Open nicost opened 3 years ago
I remember this interface making me very uncomfortable when I last worked on GenericSLM
. I probably made it behave reasonably given the constraints at the time (e.g. how Projector
works), but I don't know if it can be relied upon as a representative implementation.
Also I'm not sure (would need to check) how exposure is used by these methods (when it is used -- GenericSLM
ignores exposure).
Part of the problem is that it seems that potentially three actions are conflated with each other: loading an image to the SLM controller hardware, setting the mirror array to physically display the image, and pulsing (or turning on) the illumination. I don't think the set
vs display
was necessarily intended to separate the first and second of those steps.
If, for example, displaySLMImage
was intended to flash the illumination, we still effectively have the guarantee that setSLMImage
will physically set the mirror array to the given image -- because the mirror state will never be observed when the illumination is off on such devices.
A deeper problem with the current interface is that it would appear that the application (mostly Projector
in our case) needs to know about "SLM" devices with and without their own illumination and arrange accordingly.
It's probably necessary to check every implementation we currently have (including the closed-source Mosaic3 one).
Useful discussion and device knowledge in micro-manager/pymmcore#86 and (especially well summarized) micro-manager/pymmcore#88:
MMCore has a couple of functions to work with SLM (spatial light modulator) devices. These are basically treated as a a display with a rectangular coordinate system that images can be written to.

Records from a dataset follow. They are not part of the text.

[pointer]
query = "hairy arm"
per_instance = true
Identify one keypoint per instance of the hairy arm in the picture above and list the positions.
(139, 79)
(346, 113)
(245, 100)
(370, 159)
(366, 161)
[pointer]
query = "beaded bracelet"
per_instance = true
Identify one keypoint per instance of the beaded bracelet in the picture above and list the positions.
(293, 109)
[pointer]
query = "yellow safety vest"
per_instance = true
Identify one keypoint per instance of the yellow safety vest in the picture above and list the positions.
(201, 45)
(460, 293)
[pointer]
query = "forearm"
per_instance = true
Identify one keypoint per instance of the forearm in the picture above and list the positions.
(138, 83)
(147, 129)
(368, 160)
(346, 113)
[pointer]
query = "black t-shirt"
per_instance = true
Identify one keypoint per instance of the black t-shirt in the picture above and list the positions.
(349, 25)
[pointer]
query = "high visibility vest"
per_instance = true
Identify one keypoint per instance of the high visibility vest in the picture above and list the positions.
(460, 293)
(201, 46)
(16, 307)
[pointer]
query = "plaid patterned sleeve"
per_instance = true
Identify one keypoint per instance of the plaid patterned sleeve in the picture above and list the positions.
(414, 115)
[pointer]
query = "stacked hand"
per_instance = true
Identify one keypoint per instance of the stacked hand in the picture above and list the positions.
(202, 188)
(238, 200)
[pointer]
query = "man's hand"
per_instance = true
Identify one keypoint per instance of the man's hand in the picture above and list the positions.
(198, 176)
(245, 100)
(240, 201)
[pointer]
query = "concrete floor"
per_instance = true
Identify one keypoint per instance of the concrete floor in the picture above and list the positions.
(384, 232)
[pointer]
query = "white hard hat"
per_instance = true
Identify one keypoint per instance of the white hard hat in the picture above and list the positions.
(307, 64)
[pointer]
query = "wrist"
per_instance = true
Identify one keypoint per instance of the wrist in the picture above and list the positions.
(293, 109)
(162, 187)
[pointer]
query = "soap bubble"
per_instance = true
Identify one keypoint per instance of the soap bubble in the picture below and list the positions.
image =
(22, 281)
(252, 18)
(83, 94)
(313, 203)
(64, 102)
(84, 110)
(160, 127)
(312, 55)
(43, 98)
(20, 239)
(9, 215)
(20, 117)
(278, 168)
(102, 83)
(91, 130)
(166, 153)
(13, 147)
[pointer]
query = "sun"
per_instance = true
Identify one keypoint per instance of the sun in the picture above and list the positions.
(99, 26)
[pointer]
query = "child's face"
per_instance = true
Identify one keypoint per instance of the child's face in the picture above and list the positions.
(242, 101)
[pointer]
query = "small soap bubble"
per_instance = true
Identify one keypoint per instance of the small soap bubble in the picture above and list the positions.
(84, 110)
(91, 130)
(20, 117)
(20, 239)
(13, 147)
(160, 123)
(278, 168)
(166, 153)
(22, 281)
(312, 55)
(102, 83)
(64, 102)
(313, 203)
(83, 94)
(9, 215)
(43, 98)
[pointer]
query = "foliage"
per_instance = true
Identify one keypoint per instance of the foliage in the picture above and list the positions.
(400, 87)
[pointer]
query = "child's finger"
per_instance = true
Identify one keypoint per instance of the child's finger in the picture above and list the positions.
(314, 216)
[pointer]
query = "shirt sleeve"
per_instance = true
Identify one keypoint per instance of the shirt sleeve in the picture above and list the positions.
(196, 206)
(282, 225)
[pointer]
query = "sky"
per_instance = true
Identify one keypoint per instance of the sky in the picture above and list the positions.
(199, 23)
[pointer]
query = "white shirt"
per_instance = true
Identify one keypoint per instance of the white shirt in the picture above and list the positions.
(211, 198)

The api contains a number of functions to change the output of these devices: setSLMImage() doc: Write an 8-bit monochrome image to the SLM. (also a 32bit RGB version) setSLMPixelsTo() doc: Set all SLM pixels to a single 8-bit intensity. (also a r, g, b version) setSLMExposure() doc: For SLM devices with build-in light source (such as projectors) this will set the exposure time, but not (yet) start the illumination displaySLMImage(): doc: Display the waiting image on the SLM.
The GenericSLM implementation (which I would consider the "reference" implementation) will display immediately, when the setSLMPixelsTo function is called, but not when calling the setSLMImage function. The commands in the SLM api are consistent with this behavior (SetImage: "Load the image into the SLM device adapter. ", SetPixelsTo: "Command the SLM to display one 8-bit intensity. "). I am quite sure that several SLM device adapter will display the image immediately after calling setSLMImage(), i.e. without the need to call displaySLMImage().
I guess that the idea behind the current design is that it can be time consuming to load the image into the device, hence separating out loading and displaying can be beneficial. However, this is currently not obvious from the documentation, and took me more than an hour to figure out.
Probably the easiest solution is to update the documentation in the core to warn the user that the image loaded with setSLMImage() is only guaranteed to be displayed after calling displaySLMImage.